Feeling thoroughly stretched out, Rupert would reach for his frame – an ugly old thing, brought home from the hospital and never returned – and make his sluggish way to his cramped kitchen, drawers overflowing with all manner of kitchen implements. His breakfast would consist of oats zigzagged somewhat lavishly with local honey that Alma from downstairs would sell him every few months. If he was feeling particularly good, he might add a fresh strawberry to the side of his plate. He would take his time with eating, enjoying the feeling of the sun on his weathered skin as he sat in his favourite chair by the big window. He kept two small cacti in little bottles on the sill and he checked on them every morning, watering them every once in while.
He left his bowl at the other end of the table every morning, often forgetting it as he went to his day’s labor. Rupert would spend most of his days typing at his worn old typewriter, day after day, year after year. The typewriter itself had been a present from one of his colleagues a lifetime ago, the chair another (and though it clashed horribly with the peeling aqua paint of his wall, he couldn’t bear to part with it. He simply chose to cover the wall instead.)

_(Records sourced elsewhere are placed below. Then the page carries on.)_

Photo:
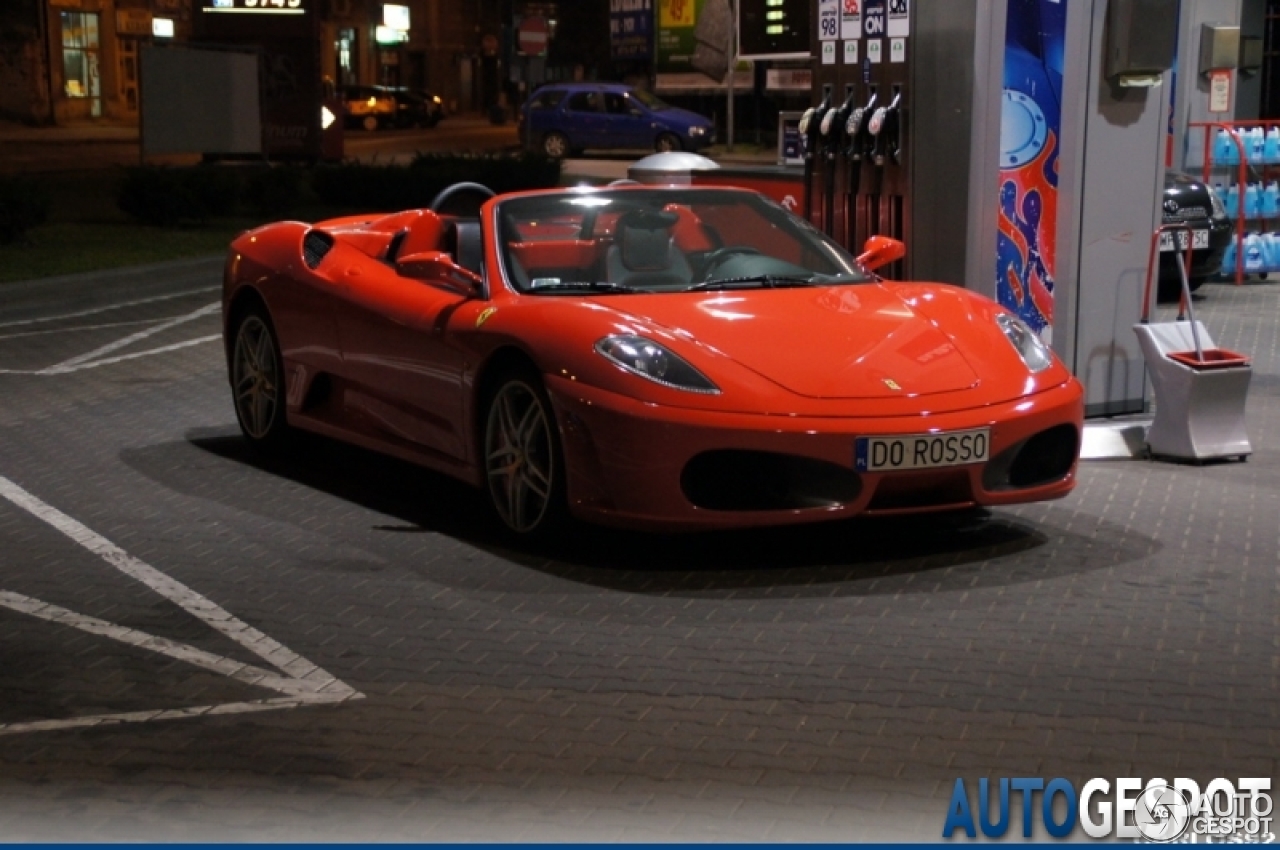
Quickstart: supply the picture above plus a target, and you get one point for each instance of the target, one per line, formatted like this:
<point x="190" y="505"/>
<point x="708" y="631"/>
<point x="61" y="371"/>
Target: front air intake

Rupert had developed a nasty, wet kind of cough over a period of a few months. Never normally worried about this kind of common ailment, he had only sought medicine after Alma had warned him yet again of his steadily increasing frailty. Rupert had pooh-poohed her at the time, but heeded her advice eventually, somewhat concerned that this cough could impede his important work. Alma worried too damn much, he had conceded, always asking after his health, about when she could read some of what he was writing. He always managed to shake her off but he kept the bottle of bitter cough syrup beside the typewriter, swigging from it whenever he saw fit.

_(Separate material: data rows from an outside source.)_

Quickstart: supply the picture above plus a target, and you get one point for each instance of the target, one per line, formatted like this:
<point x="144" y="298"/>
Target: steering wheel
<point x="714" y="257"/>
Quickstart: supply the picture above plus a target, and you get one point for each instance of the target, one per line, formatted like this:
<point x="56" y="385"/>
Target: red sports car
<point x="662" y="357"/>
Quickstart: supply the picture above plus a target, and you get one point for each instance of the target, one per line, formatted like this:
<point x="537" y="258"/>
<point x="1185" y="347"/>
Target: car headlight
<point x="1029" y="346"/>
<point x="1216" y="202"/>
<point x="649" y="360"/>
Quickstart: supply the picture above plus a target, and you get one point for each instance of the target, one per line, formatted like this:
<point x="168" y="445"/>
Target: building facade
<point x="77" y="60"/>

Every Friday, he would take the stack of papers from the table, seal them in envelopes and shuffle them down to the post office on the corner. Marie would give him her same crinkled smile and take his stack, and his few dollars extra from groceries every week. With his work done for another week, Rupert would head back to his apartment, whistling an old tune that he had once enjoyed.
Rupert sat at that typewriter every day until the day that they pried his cold, dead fingers from the keys. The cough had become wetter and wetter until he had suffocated, some syrup still left in the bottle. In the typewriter was a half-finished letter to a little orphaned African boy named Jock, and beside it was a stack to at least five more children. Each one thanked them for their drawings and asked them all about their lives. It was clear, for a few moments at least, that Rupert had been someone very important to so many.
Alma knew this to be true and she began to pick up the letters that were dropped on his doorstep even months after his death, papering her kitchen walls with the drawings of children worlds away.